Mike Stoller was the trained musician of the outfit. He was elegant, cultured, studied, and a worthy craftsman.
Jerry Leiber, the lyric guy, was all street. He was fast, kooky, and wild. Leiber was all about the feel. It didn’t matter if the recording was technically perfect. What mattered was if it had that groove, that spark that made you move and say, “yeah.”
This combo of culture and street resulted in some of the most memorable, resounding, enduring hits from the rock era’s golden peak. They made history with Elvis’s “Hound Dog,” could move you deep with a song like Ben E. King‘s “Stand by Me” and do one of the hardest things to do in music, make you laugh, with a tune like The Coasters, “Yakety Yak.”
It was one of the greatest realizations of my rock and roll fantasies to hang out with this duo in the studio. Watching them work, they had a perfectly smooth balance. They appreciated each other, and gave space to their partner to be who they were and bring themselves to the collaboration.

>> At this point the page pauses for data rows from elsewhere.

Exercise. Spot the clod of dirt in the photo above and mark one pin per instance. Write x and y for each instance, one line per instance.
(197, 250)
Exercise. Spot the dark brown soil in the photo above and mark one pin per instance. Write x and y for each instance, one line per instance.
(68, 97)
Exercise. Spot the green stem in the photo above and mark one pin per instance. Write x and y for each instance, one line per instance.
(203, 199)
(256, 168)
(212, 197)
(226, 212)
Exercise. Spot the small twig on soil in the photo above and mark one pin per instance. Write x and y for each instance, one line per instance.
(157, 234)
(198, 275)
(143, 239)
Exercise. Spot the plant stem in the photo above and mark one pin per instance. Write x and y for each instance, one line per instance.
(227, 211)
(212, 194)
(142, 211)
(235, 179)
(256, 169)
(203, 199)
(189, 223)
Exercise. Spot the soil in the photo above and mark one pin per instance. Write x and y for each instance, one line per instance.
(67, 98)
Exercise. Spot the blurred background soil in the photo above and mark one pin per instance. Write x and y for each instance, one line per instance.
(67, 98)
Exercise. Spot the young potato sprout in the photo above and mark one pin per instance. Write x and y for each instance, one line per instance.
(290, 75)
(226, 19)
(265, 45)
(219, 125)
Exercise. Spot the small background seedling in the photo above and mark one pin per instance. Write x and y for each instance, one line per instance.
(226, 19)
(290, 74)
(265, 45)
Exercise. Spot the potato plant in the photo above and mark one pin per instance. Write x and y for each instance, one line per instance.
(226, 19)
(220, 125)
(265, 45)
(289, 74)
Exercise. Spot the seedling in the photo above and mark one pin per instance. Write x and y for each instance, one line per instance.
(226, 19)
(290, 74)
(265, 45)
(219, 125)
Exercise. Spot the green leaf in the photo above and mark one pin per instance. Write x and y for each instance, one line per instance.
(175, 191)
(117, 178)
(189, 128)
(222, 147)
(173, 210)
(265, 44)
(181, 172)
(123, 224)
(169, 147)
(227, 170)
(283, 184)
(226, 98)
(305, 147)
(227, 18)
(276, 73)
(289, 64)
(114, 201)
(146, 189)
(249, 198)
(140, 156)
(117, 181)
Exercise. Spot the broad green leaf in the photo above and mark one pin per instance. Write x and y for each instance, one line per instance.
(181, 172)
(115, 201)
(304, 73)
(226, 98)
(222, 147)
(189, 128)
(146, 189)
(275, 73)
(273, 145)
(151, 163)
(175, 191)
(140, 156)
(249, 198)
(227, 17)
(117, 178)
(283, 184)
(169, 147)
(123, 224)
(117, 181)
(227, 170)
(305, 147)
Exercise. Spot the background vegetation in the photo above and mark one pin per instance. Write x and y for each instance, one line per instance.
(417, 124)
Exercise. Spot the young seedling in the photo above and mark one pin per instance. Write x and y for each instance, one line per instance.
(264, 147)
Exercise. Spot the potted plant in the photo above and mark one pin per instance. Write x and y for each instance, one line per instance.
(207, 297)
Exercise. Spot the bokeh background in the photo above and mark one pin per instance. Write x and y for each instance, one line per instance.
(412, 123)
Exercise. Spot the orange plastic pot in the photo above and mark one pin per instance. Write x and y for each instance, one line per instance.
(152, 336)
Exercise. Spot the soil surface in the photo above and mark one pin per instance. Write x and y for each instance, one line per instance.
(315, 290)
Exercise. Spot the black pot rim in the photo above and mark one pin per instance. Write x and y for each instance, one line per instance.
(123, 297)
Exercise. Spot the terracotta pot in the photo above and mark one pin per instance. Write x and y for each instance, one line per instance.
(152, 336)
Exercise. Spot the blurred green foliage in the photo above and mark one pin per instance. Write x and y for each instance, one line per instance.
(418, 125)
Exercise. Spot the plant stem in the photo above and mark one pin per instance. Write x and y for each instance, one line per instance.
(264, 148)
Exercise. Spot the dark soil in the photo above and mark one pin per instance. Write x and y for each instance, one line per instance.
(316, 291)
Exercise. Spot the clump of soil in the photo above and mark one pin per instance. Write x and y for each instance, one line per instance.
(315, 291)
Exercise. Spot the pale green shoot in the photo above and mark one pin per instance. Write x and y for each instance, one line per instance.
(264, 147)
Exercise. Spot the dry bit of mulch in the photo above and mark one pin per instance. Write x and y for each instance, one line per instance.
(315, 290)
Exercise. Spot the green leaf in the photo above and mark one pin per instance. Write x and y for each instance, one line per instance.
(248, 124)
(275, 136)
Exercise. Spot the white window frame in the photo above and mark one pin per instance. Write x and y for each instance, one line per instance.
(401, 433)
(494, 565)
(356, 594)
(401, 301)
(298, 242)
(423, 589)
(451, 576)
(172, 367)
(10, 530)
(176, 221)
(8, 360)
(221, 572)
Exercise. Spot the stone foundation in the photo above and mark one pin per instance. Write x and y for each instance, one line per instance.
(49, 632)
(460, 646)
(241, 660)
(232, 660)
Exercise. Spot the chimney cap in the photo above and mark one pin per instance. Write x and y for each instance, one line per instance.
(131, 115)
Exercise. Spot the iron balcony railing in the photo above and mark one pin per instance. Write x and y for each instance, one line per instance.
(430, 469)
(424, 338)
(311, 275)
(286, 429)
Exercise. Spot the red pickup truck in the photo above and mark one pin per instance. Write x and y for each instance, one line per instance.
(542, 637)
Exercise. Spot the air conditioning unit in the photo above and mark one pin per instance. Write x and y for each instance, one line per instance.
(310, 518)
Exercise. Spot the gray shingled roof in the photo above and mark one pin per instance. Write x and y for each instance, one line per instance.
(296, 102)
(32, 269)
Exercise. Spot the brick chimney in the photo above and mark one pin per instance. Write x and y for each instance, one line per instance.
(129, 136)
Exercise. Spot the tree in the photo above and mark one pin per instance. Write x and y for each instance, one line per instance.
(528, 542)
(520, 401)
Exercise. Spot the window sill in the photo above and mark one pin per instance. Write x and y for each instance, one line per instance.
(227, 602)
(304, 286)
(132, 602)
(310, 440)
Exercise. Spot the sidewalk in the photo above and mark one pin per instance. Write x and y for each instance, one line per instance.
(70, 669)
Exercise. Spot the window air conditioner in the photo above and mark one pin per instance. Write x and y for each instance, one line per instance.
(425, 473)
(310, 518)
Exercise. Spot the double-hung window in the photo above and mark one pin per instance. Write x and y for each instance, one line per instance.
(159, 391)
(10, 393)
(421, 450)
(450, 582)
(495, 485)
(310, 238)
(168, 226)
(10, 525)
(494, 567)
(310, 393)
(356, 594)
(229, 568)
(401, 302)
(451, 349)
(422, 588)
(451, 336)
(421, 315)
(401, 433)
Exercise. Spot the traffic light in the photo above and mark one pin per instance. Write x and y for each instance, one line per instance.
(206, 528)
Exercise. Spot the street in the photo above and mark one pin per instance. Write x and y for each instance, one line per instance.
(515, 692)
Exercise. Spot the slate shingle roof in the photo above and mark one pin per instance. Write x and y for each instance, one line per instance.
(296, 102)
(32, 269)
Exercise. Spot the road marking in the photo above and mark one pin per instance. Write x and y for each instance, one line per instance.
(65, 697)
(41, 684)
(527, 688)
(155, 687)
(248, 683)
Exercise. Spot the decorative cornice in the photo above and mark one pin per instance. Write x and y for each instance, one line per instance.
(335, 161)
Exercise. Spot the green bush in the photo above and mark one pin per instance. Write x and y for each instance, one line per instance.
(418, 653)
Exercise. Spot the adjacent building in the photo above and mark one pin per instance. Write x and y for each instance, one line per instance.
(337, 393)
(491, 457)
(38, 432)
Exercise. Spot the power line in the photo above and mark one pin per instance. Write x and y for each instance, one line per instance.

That’s a lot of what a good relationship is all about.
(One of my favorite moments was going out to dinner with these fascinating raconteurs, and having the graceful Mike Stoller teach this 18-year-old boy from Brooklyn how to bone a fish. I’m still requested by all I know to perform this surgery.)
I’ m not a religious man. If I have any religion at all, it was the one I learned in the great church of Rock and Roll from folks like Jerry and Mike when they said,
“No I won’t be afraid, no I won’t be afraid/ just as long as you stand, stand by me.”
And when Nick and Valerie told us,
“Cause baby, there ain’t no mountain high enough/ ain’t no valley low enough/ ain’t no river wide enough/ to keep me from gettin’ to you, baby.”
I was lucky. I had parents who loved one another. I learned that love was real from them. But it didn’t hurt to see that some of my heroes not only wrote the music and lyrics, but sang the tune in their own lives. I learned that love could be trusted from the great songwriting teams of Leiber and Stoller, and Ashford and Simpson.
Thanks Jerry. Thanks Nick.
I see these two departed music men in that great control room in the sky. Nick, with his leonine head and big smile has his feet up on the producer’s desk. Jerry is running around the control room, hitting the talk back, and screaming, “That’s it! That’s the take! Playback!” They’re making hit records for the heavenly choir, with Marvin and Elvis singing lead. And everyone up there is just moving a little funkier, and feelin’ the love a little more, for these two guys having shown up.